It's fine to not be confident, but when professional security teams at large companies are afraid to express confidence that their systems are non-trivial for a random engineer to hack in their free time, that seems at odds with the claim that it's "obvious" that permission escalation is hard

3 comments

Making such a bet is not a really professional thing to do. Regardless of the actual risk it introduces. If I was a manager in that company and two of my employees made such a bet I'd be tempted to fire both or, at the very least, have a very serious conversation. I think that's borderline malpractice.
When I worked at Google back in the day, we used to make dollar bets all the time. You'd tape the signed dollars you won to your monitor.

A willingness to take pride in your work and to not take it too seriously when smart, well-intentioned people make mistakes (e.g. blameless postmortems) is part of the culture difference that led to Google's engineering becoming so exceptional and innovative vs the more corporate, don't-rock-the-boat, fear-driven culture that the traditional businesses had at the time.

The second paragraph seems at odds with the first. I'd describe a culture where people are making bets on whether or not you can find a bug in someone else's work is the opposite of blameless. I'd consider it quite hostile, to be honest. Specially if it's something that management is actually ok with.

I'm assuming you were at google in late 90s/early 2000s?

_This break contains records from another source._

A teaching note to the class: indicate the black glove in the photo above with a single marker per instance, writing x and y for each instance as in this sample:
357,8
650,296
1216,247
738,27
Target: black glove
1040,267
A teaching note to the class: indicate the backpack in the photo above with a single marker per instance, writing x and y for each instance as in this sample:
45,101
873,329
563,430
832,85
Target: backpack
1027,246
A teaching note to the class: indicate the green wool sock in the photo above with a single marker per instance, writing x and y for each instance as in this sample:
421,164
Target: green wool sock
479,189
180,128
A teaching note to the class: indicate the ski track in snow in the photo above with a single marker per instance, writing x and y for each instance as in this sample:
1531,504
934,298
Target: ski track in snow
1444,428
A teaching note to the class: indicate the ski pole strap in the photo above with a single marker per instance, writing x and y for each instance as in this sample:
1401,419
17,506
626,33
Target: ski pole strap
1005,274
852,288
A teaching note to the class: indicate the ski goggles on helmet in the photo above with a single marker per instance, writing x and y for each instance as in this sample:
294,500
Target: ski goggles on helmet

>If you're not even willing to make a bet for a single signed dollar, that doesn't speak highly to your confidence in your work.

I've long thought that one should have the attitude (and act to make it so) that one should be willing to bet their job on the quality of their work, but not necessarily actually do so.

And betting anyone (co-worker or not) that they can't compromise the systems (especially, but not limited to production systems) you're tasked with keeping from compromise is a bad bet -- even if you win.

I'd class that sort of behavior as having serious potential to be a "Career Limiting Move" (CLM).

Yah, so they have to pay out on a bet and they become unemployed. That seems really smart. Never gamble in anything that is 100% correlated with your primary source of income.